Decipher uses two methods of learning:

  • Rule-based learning system – This is enabled by default, and can be used straight-away when processing documents in Decipher IDP. The rules are updated as you verify a document, by selecting fields from the pre-defined document form definition and associating them with regions in the document being processed. Learns specific words and positioning of data in a document – as applied to the document form definition.
  • Machine learning – This needs to be enabled in the Edit Document Type dialog (it is not visible in the Add Document Type dialog), and allows Decipher IDP to classify documents and extract data. Once the specified number of documents have been verified the model is ready for use, but will continue to learn as further documents are verified.

Machine learning offers a higher level of accuracy than the rule-based learning system. When processing a document, Decipher IDP applies the machine learning model first, before referencing the rule-based system where required.

Machine learning models are applied to document types, however, they are also applied to the DFD associated with the document type, this means that any document types that use the same DFD will also use the same machine learning model. Best practice recommends that each document type has its own DFD and consequently its own machine learning model. This prevents issues where changes to the DFD resets the machine leaning model, or the machine learning isn’t always relevant to the document type.

A model is assigned through the UI of the document type, but internally it is assigned to a DFD. So any document types which share the same DFD also share the ML model which is not obvious to the user.

Solution: The user needs to create a separate DFD for each document type for which they need a different ML model.

Almost all of the time one DFD is used by one Document type, and in that case, setting a model in the Document Type settings is more intuitive for the users. However, in those rare use cases where a DFD is shared between multiple Document types AND the user needs different ML models it be confusing.

Train machine learning models

1000 documents need to be verified to train a machine learning model. After the initial training, by default it will retrain after a further 1000 documents have been verified.
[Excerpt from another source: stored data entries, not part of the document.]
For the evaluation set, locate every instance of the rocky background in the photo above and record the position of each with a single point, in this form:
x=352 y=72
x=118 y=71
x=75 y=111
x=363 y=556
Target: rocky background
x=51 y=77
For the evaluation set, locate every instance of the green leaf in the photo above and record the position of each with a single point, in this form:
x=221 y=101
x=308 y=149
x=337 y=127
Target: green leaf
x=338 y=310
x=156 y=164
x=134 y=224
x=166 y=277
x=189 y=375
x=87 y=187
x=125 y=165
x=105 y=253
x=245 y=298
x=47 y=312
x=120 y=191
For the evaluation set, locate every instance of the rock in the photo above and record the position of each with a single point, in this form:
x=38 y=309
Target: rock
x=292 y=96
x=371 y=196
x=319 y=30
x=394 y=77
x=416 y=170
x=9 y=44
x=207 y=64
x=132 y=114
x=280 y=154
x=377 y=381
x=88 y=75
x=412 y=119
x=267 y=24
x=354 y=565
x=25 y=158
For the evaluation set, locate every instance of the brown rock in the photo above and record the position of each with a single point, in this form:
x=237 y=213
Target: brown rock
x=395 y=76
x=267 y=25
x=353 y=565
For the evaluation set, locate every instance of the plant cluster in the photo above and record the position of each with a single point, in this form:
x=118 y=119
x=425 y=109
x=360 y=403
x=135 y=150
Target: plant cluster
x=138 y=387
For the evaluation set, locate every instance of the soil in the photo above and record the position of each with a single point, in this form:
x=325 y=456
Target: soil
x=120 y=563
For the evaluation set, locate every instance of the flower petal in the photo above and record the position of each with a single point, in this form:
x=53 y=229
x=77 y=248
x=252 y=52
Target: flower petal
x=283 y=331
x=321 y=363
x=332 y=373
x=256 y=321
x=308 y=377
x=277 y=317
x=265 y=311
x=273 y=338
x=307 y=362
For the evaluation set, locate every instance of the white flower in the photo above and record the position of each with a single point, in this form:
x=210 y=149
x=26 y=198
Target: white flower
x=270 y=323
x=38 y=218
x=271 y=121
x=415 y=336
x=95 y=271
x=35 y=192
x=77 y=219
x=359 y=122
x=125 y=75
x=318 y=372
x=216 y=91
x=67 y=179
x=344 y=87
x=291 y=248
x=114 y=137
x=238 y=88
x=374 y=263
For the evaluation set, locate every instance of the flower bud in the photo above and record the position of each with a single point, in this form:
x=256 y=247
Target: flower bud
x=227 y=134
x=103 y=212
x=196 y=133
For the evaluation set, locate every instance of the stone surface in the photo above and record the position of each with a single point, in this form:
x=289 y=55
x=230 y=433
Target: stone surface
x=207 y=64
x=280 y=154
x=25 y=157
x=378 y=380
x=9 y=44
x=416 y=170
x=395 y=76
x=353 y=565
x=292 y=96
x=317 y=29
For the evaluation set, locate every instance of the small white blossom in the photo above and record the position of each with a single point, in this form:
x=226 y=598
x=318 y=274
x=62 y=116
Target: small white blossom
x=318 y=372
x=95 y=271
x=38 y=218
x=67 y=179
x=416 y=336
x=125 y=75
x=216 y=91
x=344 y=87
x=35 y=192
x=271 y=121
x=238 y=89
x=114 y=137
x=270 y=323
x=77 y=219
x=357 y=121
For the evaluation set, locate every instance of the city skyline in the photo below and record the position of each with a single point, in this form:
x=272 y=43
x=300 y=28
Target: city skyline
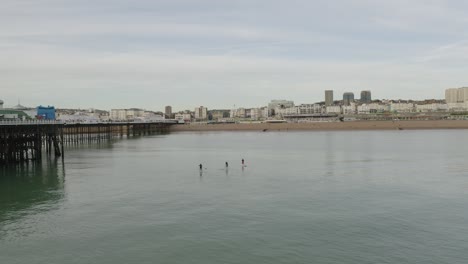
x=112 y=54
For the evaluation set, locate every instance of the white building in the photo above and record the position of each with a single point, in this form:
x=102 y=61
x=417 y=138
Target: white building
x=201 y=113
x=458 y=107
x=373 y=108
x=150 y=116
x=402 y=107
x=78 y=117
x=432 y=107
x=278 y=104
x=237 y=113
x=308 y=109
x=456 y=95
x=333 y=109
x=349 y=109
x=259 y=113
x=126 y=114
x=183 y=117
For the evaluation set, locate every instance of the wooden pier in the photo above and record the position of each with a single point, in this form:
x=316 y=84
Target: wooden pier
x=24 y=141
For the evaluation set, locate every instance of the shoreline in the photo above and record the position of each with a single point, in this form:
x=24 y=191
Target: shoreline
x=326 y=126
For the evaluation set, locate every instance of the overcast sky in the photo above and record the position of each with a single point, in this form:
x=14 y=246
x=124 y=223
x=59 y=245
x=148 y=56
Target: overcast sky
x=148 y=54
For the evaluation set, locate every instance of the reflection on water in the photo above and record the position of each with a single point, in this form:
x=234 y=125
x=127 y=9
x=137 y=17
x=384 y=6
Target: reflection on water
x=28 y=187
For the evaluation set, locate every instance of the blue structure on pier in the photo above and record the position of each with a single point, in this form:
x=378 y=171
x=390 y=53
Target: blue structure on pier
x=46 y=112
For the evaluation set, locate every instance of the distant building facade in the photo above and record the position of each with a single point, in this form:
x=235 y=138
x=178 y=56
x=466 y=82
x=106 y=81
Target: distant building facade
x=348 y=98
x=168 y=111
x=328 y=97
x=366 y=97
x=46 y=112
x=276 y=105
x=126 y=114
x=456 y=95
x=201 y=113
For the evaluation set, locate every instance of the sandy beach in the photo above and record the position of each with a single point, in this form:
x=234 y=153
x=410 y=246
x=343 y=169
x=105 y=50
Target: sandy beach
x=324 y=126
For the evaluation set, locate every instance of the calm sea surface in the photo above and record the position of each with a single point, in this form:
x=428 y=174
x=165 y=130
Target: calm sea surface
x=303 y=197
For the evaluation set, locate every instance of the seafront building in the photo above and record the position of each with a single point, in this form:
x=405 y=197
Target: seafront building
x=366 y=97
x=372 y=108
x=348 y=98
x=126 y=114
x=402 y=107
x=276 y=105
x=201 y=113
x=168 y=112
x=328 y=97
x=333 y=109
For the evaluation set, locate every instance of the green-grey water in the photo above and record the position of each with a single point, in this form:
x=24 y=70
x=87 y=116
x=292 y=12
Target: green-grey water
x=304 y=197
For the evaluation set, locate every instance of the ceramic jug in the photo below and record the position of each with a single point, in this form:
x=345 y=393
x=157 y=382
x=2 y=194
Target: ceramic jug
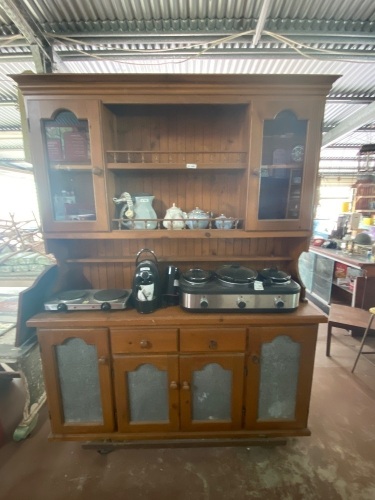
x=140 y=209
x=143 y=210
x=174 y=218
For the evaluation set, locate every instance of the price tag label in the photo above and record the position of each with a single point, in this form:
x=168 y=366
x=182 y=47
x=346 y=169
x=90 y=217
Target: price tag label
x=258 y=285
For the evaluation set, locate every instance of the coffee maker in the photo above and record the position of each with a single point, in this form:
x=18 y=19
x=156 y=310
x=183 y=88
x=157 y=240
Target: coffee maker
x=146 y=291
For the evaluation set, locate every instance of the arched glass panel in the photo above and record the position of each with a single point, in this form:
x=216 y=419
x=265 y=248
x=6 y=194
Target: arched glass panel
x=77 y=367
x=211 y=393
x=148 y=394
x=279 y=369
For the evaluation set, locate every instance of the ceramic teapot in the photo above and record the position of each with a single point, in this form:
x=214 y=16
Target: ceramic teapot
x=197 y=219
x=174 y=218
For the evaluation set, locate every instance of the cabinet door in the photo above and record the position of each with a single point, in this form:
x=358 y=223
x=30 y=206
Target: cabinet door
x=146 y=389
x=68 y=160
x=279 y=376
x=284 y=155
x=77 y=375
x=211 y=392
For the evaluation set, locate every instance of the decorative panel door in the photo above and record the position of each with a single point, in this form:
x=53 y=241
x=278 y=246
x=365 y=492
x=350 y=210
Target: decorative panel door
x=68 y=152
x=284 y=158
x=211 y=392
x=77 y=375
x=279 y=376
x=146 y=389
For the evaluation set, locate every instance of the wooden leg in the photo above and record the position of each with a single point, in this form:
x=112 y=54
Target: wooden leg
x=329 y=336
x=363 y=341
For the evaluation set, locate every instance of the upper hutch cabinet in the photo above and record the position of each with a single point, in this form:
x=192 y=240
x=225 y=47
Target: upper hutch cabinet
x=67 y=153
x=283 y=165
x=243 y=146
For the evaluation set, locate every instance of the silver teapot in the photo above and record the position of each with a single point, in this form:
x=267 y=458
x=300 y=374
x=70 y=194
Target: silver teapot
x=174 y=218
x=197 y=219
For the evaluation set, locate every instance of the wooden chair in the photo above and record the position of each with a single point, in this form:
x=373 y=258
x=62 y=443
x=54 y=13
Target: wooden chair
x=372 y=313
x=349 y=318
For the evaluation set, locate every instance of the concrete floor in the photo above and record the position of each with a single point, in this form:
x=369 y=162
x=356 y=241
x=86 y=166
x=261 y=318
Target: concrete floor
x=336 y=462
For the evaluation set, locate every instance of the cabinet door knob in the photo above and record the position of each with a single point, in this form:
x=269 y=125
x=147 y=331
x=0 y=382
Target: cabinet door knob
x=212 y=344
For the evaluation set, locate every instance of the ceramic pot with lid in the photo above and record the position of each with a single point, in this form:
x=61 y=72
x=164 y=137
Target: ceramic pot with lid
x=174 y=218
x=223 y=222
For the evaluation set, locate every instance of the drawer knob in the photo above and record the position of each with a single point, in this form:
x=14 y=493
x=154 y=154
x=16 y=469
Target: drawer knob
x=212 y=344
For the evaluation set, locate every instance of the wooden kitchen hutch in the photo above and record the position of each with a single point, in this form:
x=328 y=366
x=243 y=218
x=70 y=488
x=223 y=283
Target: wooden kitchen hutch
x=245 y=146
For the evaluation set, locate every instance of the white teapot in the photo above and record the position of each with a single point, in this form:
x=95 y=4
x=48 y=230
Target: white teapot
x=174 y=218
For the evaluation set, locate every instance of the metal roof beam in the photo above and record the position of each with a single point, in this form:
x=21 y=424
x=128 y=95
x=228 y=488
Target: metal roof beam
x=354 y=122
x=41 y=49
x=261 y=22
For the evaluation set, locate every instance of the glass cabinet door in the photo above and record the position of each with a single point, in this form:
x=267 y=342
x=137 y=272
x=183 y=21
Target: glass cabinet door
x=77 y=374
x=146 y=393
x=70 y=149
x=211 y=391
x=283 y=166
x=280 y=368
x=281 y=171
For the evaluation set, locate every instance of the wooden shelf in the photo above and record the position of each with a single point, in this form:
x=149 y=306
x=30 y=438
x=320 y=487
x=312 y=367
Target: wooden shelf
x=177 y=258
x=176 y=234
x=176 y=166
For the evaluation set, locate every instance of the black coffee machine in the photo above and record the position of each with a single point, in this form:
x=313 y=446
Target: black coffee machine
x=146 y=291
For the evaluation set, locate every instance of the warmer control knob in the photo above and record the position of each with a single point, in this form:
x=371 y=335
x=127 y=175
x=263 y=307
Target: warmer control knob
x=241 y=303
x=204 y=303
x=279 y=303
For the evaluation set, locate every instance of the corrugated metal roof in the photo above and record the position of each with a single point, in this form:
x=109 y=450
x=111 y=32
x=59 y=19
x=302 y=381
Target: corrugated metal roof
x=199 y=36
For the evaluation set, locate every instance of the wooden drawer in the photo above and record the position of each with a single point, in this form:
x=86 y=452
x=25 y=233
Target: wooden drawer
x=143 y=340
x=212 y=340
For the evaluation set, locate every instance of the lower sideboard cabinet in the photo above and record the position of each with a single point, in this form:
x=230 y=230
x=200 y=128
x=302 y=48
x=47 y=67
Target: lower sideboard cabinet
x=201 y=389
x=178 y=382
x=77 y=375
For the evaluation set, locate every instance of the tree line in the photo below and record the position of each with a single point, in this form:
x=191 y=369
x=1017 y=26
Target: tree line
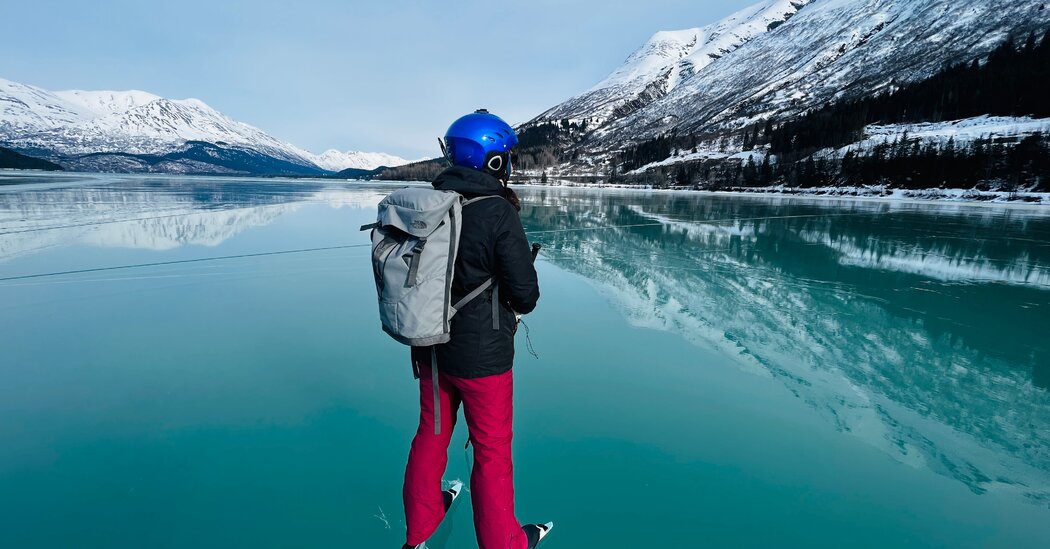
x=1011 y=82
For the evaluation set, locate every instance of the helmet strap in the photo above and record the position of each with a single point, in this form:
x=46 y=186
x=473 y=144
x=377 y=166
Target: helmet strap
x=496 y=165
x=444 y=151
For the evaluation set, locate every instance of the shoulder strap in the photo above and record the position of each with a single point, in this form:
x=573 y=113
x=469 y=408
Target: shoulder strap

This quantity can be amended in the Edit Document Type with any value between 50 and 5000. The training from the last 5000 verifications is retained in the machine learning model.

Changing the IDs of any fields in the document form definition will cause the training associated with them to be lost as the model knows the fields by ID. If new fields are added the model will only know about the previously existing fields but will gradually learn the new ones.

Use existing machine learning models

You can load a pre-trained machine learning model from the Batch Type. The trained model must be associated with the document form definition that was used when it was trained. You can export and import machine learning models – MLD files, see Edit Document Type for details.